Für jeden Franken, den Unternehmen weniger Steuern zahlen müssen, fliesst ein Franken in die AHV: Diese Formel hat das Parlament geschaffen. Es hat so die Steuerreform (Staf) mit einer Geldspritze von jährlich zwei Milliarden Franken an die AHV verknüpft, als Ausgleich für die breite Bevölkerung.
Man nimmt denen das Geld weg, die sonst einen höheren Lohn hätten, und finanziert damit die AHV. Was daran gerecht sein soll, verstehe ich nicht.
Bloss: Die zwei Milliarden regnen nicht wundersamerweise vom Himmel. Jemand muss die Rechnung bezahlen. Und so fliesst das Geld aus der Bundeskasse, stammt somit vom Steuerzahler, von den Arbeitgebern und Arbeitnehmern. Allen wird vom Lohn zusätzlich etwas für die AHV abgezwackt.
Doch was hat das mit einem sozialen Ausgleich zu tun? Das fragt sich SVP-Nationalrat Sebastian Frehner, und sagt: «Man nimmt denen das Geld weg, die sonst einen höheren Lohn hätten, und finanziert damit die AHV. Was daran besonders gerecht sein soll, verstehe ich nicht.»

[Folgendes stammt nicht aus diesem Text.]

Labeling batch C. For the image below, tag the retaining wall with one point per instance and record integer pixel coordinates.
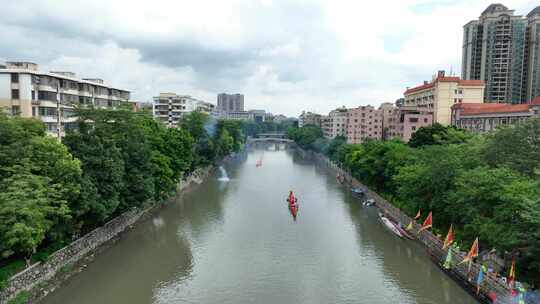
(42, 272)
(461, 272)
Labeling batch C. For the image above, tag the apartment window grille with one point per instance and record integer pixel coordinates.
(15, 94)
(15, 110)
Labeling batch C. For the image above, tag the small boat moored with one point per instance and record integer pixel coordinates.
(389, 225)
(368, 203)
(357, 191)
(293, 204)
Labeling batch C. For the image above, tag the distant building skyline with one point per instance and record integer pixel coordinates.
(230, 102)
(502, 49)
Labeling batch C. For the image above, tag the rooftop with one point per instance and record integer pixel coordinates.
(493, 8)
(445, 79)
(535, 11)
(490, 108)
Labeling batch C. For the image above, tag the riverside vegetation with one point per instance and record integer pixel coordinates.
(52, 192)
(487, 186)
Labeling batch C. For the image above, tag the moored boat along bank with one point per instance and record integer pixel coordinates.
(463, 273)
(41, 278)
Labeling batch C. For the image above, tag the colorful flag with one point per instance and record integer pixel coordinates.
(448, 262)
(427, 223)
(512, 273)
(480, 279)
(409, 227)
(472, 253)
(449, 238)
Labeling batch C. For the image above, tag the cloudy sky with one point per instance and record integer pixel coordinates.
(285, 56)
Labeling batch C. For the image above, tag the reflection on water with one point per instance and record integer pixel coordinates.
(236, 243)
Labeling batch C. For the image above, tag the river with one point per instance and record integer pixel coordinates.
(236, 242)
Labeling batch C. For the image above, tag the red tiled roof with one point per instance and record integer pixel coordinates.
(420, 88)
(488, 108)
(471, 82)
(445, 79)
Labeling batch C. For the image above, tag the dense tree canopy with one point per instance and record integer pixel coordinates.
(437, 134)
(486, 186)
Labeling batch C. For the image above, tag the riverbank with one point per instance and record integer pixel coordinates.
(40, 279)
(461, 273)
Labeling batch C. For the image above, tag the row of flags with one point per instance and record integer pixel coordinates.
(471, 254)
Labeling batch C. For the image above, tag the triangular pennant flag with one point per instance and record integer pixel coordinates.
(448, 262)
(472, 253)
(409, 227)
(428, 222)
(449, 238)
(512, 273)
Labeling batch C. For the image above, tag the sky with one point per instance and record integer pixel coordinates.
(284, 56)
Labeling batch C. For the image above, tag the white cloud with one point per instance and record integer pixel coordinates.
(284, 55)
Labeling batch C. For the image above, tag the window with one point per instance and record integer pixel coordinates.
(15, 110)
(46, 95)
(15, 94)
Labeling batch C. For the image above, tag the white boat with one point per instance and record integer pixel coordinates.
(388, 224)
(368, 203)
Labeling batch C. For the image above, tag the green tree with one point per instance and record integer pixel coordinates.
(438, 134)
(29, 206)
(517, 147)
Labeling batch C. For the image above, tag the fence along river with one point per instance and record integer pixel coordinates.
(235, 242)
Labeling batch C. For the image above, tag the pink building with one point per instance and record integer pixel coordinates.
(410, 119)
(364, 122)
(486, 117)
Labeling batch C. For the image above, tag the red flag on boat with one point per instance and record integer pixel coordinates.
(512, 274)
(428, 222)
(472, 253)
(449, 238)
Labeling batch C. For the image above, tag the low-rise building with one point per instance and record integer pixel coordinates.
(486, 117)
(52, 96)
(363, 123)
(170, 107)
(439, 95)
(335, 124)
(409, 120)
(309, 118)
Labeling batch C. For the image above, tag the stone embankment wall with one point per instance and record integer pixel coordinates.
(461, 272)
(42, 272)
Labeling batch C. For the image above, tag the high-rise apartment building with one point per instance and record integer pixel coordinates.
(532, 54)
(335, 124)
(309, 118)
(230, 102)
(170, 107)
(51, 96)
(501, 49)
(486, 117)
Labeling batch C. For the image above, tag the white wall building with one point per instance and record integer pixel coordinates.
(51, 96)
(170, 107)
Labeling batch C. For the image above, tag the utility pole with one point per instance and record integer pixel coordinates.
(58, 121)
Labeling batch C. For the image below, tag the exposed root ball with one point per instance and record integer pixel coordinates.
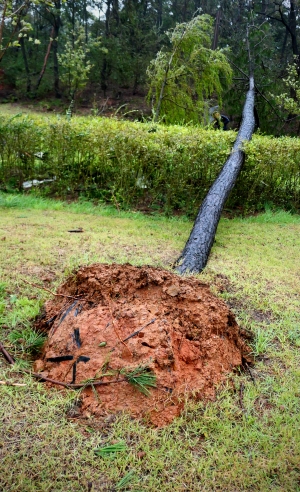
(123, 318)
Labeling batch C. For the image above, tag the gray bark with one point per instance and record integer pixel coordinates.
(195, 254)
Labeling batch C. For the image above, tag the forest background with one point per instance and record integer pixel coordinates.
(111, 44)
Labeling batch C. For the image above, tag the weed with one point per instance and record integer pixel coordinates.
(213, 445)
(141, 378)
(112, 449)
(125, 480)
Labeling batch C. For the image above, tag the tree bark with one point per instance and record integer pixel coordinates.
(196, 251)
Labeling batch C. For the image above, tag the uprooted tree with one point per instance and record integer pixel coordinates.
(196, 251)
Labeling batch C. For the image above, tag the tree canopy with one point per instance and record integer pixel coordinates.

Die AHV hat einen grossen Umverteilungseffekt. Darum ist es eine gute Kompensation, wenn man so etwas zurückgeben kann.
Die Erklärung liefert die Linke, die das Steuer-AHV-Paket mitgeschnürt hat. Barbara Gysi, Vizepräsidentin der SP Schweiz, sagt: «92 Prozent der Menschen bekommen mehr AHV, als sie je einbezahlt haben.» Die AHV habe somit einen grossen Umverteilungseffekt. «Und darum ist es eine gute Kompensation, wenn man so über die AHV etwas zurückgeben kann.»
Topverdiener zahlt mehr ein als er kriegt
Die AHV verteilt Geld um, und zwar von oben nach unten. Denn die Höhe der AHV-Renten ist begrenzt – die Höhe der Beiträge hingegen unbegrenzt. Das heisst: Auch der Top-Manager mit einem Millionensalär liefert auf jedem Franken Lohn Beiträge an die AHV ab. Seine Rente hingegen ist plafoniert.
Der Grossverdiener erhält von der AHV also nie so viel Geld zurück, wie er einbezahlt hat. Und doch: Die zwei zusätzlichen Milliarden Franken für die AHV berappen die Steuerzahler; die Arbeitgeber und Arbeitnehmer.
Daran störte sich zunächst auch Marius Brülhart, Volkswirtschaftsprofessor an der Uni Lausanne. Sein erster Reflex: «Es kann ja nicht sein, dass man Unternehmern und Aktionären eine Steuerreduktion zukommen lässt, und als Kompensation dürfen wir alle mehr Lohnprozente zahlen. Das geht nicht auf.»
Arme und Reiche profitieren
Brülhart rechnete nach. Wie sieht das Ganze aus, wenn man beide Teile des Pakets berücksichtigt, also AHV und Steuerreform? Er teilte die Bevölkerung in zwei Gruppen: in die obersten 10 Prozent der Steuerzahler und die unteren 90 Prozent. Seine Erkenntnis: Die reichsten 10 Prozent gewinnen bei der Steuerreform. Dafür profitiert der Rest von der AHV-Zusatzfinanzierung. Zentral sei, so Brühlhart, dass unterm Strich die Rechnung ausgeglichen sei.
«Der Gewinn der oberen 10 Prozent ist ungefähr vergleichbar mit dem Gewinn der unteren 90 Prozent», so Brühlhart. In verteilungspolitischer Hinsicht würden AHV- und Steuerreform daher gar nicht so schlecht zueinander passen. Seine anfängliche Skepsis hat er damit ein Stück weit überwunden.
Junge müssen länger und mehr einzahlen
Anders aber sehe die Sache aus, wenn man die Bevölkerung in Jung und Alt teile, so Brülhart. «Sobald man die AHV über die Lohnprozente finanziert, sind die Älteren bessergestellt. Sie haben eine weniger lange Zahlungsdauer vor sich.» Aus der Sicht der jüngeren Generationen sei das nicht sehr günstig. Denn sie müssten die zusätzlichen Lohnprozente viel länger zahlen.
Der Gewinn der oberen 10 Prozent ist ungefähr vergleichbar mit dem Gewinn der unteren 90 Prozent.
Daran stören sich Gegner der Vorlage: Die AHV brauche inhaltliche Reformen. Mehr Geld löse die Probleme nicht, es verschiebe eine Lösung nur auf später.